FRANCISZEK FITOL

Warsaw, 27 February 1950. Janusz Gumkowski, acting as a member of the Main Commission for the Investigation of German Crimes in Poland, heard the person named below, who testified as follows:


Name and surname Franciszek Fitol
Date and place of birth 9 December 1907, Sędziszów Małopolski
Names of parents Florian and Magdalena, née Idzik
Occupation of the father farmer
State affiliation Polish
Religious affiliation Roman Catholic
Education 4 grades of elementary school
Occupation wagoner
Place of residence Warsaw, Orla Street 3, flat 2
Criminal record none

When the Warsaw Uprising broke out, I was in the house at Mirowska Street 1. On 7 August 1944, the Germans ordered all the residents of our house to go out to the street. The people were gathered in the basements at the time. We all exited to the street. The Germans separated the men from the women. The women were marched to Wola, and we were marched to Hale Mirowskie [the market halls]. From the halls they led us on through Żelaznej Bramy Square, by two tanks, in the direction of Saski Garden. The insurgents were shooting from Graniczna Street. We were not far from our destination when the German who was leading us got wounded in the face. He took us back to Hale Mirowskie. Then I began to run in the direction of Krochmalna Street, that is, to the insurgent side. I got wounded in left foot, but I managed to escape. I didn’t know what the Germans had done with the rest of the men from our house, but I thought that they had executed them, as they had done with so many others. When we had been in the halls, I had seen many corpses in the shop through which we had been marched by the Germans to be used as human shield for the tanks; it was in the first hall opposite Żelaznej Bramy Square.

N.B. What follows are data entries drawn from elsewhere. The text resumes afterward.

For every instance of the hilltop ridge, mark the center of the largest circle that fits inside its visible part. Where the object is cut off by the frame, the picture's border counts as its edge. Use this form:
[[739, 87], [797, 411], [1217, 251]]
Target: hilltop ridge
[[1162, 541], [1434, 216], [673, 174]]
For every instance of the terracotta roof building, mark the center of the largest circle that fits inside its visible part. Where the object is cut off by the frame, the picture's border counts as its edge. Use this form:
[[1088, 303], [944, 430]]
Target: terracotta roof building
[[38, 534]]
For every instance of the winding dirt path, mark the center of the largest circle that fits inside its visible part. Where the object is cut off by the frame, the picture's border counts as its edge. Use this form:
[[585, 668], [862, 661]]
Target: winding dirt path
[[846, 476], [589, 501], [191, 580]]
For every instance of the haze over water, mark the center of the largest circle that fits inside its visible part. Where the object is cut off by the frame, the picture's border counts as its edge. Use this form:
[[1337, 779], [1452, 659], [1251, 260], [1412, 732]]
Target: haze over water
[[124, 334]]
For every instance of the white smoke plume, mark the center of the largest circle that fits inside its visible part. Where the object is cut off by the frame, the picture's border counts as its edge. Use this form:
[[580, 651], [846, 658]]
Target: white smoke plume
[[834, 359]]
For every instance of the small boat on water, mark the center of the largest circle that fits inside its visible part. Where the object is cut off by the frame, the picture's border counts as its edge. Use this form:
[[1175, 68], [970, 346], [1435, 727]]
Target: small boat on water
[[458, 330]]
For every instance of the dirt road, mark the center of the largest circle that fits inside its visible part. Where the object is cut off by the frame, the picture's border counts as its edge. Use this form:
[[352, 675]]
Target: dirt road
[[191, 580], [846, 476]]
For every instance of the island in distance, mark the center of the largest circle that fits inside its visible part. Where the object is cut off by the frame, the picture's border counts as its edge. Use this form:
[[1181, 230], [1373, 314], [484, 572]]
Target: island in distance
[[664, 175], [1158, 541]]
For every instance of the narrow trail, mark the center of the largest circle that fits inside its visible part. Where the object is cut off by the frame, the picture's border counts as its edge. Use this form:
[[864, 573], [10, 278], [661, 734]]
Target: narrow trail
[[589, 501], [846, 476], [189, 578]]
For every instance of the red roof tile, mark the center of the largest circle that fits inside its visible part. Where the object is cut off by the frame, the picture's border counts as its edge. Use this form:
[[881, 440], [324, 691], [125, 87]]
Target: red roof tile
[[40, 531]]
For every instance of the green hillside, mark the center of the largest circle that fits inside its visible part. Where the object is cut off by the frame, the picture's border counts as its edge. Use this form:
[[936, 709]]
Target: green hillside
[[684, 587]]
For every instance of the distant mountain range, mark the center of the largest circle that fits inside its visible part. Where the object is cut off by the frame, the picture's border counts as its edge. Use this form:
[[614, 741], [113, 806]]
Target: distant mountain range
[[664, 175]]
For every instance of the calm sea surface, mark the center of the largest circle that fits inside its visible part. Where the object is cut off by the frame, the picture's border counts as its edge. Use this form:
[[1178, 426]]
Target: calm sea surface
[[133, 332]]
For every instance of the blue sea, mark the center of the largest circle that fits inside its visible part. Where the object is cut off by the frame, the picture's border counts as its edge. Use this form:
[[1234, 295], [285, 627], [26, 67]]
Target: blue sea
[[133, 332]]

From Krochmalna Street I went to Pańska Street, and on about 13 August I got to Czerniakowska Street 138, in the vicinity of Mączna or Zagórna Street, I don’t remember exactly now. I stayed there until 18 or 19 September; I no longer remember the exact date. The Germans had already begun to capture that area. I didn’t want to fall into their hands again, so late in the evening of that day, together with the wounded people and the soldiers from the Berling’s Army, I swam holding to a dinghy to the other side of the Vistula. The dinghy was launched from an outpost controlled by the insurgents, which was approximately level with the house at number 41 Solec Street.

I got to Praga that way, and from there I went to Rembertów, to my brother Józef Świder (now deceased).

After the Uprising, on the second day after the liberation of Warsaw, I got to Żelaznej Bramy Square and to the halls. I saw many places with charred bodies there. (The witness draws a rough plan of Żelaznej Bramy Square, the halls and neighboring streets, marking the sites where he had seen charred bodies). In a shop in the first hall, opposite Żelaznej Bramy Square, I found the remains of the men with whom, on 7 August 1944, I had been taken from the house at Mirowska Street 1. I recognized some of these bodies by the remnants of unburnt clothes.

I cannot tell how many corpses might have been there in the shop in the first hall.

I also saw corpses thrown into a bomb crater in the roadway at the junction of Zimna and Ptasia streets. I also saw a pile of charred human bodies in the square between the halls, and in the basement with the collapsed ceiling in the second hall. The tailor Antoni (I don’t remember his surname), currently residing at Miedziana Street 12, survived the execution of the civilians from the house at Mirowska Street 1 which had been carried out on 7 August 1944 by the first hall.

At this the report was concluded and read out.